I do indeed plan on starting with simulation - just not for that reason.
Its just easier to debug then the FPGA proper. ;)
I suppose I could figure out the actual wire list, and thus wire
lengths, but it would be have to be limited only to inter-panel wires,
and even that much would be painful and very time consuming. But yeah,
it makes sense to model gate delays in a general way and then perhaps
lower them to see what happens at higher speeds, as you suggest below.
As I said, for most machines it is not likely to be useful to model wire lengths. For the
6600, it is mandatory, and obvious from the design files: when you see a 96 inch wire
connecting two modules one inch apart, you know there is a reason why that wasn't a 4
inch wire instead. Not to mention when "adjust to get x ns pulse" shows up in
an annotation.
One good example of this is the master clock oscillator. In most 6600s it's a 10 MHz
crystal clock, but in the first 7 units built, it's a 4 stage ring oscillator, with 96
inch wires to produce 25 ns delay between the four main phases. The later version gets
rid of the ring oscillator, but retains the four buffers with wire delays, as n * 25 ns
phase shifters.
If I were working on, say, a PDP-11, I wouldn't expect to have to deal with any of
this sort of craziness.

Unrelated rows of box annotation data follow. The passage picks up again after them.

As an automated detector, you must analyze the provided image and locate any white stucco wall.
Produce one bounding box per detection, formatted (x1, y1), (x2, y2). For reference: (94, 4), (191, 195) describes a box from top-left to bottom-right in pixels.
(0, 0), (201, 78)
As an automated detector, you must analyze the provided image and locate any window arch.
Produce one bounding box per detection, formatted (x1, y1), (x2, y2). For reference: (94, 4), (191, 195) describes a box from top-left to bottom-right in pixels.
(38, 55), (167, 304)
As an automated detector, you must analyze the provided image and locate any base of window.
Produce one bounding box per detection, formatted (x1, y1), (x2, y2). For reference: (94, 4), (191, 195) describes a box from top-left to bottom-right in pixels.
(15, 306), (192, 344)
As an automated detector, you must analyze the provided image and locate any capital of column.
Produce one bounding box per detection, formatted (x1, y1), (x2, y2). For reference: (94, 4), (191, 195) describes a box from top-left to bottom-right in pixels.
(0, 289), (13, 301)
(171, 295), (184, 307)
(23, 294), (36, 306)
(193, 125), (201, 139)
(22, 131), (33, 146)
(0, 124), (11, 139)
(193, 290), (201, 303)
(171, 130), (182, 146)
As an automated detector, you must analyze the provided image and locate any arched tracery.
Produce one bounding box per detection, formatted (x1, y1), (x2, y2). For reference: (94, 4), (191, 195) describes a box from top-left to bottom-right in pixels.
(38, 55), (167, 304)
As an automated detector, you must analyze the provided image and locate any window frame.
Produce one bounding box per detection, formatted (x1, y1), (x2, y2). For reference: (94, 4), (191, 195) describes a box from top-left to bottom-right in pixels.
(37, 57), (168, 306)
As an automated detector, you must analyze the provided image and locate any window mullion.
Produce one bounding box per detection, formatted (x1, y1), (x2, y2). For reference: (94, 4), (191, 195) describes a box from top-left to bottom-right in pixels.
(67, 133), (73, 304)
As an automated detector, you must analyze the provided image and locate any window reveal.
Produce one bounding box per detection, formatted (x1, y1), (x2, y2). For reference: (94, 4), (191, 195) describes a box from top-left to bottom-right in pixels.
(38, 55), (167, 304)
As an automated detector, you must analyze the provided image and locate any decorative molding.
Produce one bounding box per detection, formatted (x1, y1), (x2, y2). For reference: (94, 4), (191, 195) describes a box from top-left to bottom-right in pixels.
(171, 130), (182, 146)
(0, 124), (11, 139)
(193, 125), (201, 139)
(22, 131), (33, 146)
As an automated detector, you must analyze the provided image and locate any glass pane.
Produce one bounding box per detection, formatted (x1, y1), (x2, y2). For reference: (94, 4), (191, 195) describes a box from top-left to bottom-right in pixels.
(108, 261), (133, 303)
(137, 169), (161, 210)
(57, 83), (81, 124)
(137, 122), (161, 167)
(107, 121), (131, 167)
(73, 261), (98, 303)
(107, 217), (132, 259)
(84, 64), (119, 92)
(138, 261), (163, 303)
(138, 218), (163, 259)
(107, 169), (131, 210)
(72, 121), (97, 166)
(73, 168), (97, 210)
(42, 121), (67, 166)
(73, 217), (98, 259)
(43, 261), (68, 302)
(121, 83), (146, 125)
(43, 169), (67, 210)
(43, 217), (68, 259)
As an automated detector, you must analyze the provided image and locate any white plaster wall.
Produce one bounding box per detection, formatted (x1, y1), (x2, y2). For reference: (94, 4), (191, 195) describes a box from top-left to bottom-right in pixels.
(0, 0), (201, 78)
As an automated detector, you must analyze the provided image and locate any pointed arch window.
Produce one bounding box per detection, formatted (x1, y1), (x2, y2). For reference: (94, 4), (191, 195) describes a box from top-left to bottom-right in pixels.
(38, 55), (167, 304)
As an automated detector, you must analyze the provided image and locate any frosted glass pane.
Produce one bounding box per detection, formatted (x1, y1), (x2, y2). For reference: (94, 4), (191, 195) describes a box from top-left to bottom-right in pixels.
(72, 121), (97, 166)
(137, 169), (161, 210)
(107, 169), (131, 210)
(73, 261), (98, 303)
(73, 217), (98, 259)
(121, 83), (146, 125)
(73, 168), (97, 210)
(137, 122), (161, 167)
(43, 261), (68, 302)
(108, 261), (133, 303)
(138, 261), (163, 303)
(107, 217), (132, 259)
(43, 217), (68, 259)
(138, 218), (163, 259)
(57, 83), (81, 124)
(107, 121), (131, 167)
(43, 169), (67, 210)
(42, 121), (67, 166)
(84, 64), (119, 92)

But a 6600 is at, if not over, the hairy edge of possible speed
for when it was built. Even the peripheral processors are well optimized, so they can run
many of their instructions in 1 microsecond -- which is the memory cycle time. Fetching
and executing a new opcode every cycle is a pretty hard task. The PPUs are actually
pipelined, though the descriptions you'll read about them don't make this clear at
all.
Come to think of it, another nice optimization example is the process context switch,
which in the 6000 series is a single instruction -- 16 read/modify/write core memory
cycles 100 ns apart, so the whole thing including pipeline drain and restart takes 3 or so
microseconds. Watching that in simulation is fun.
paul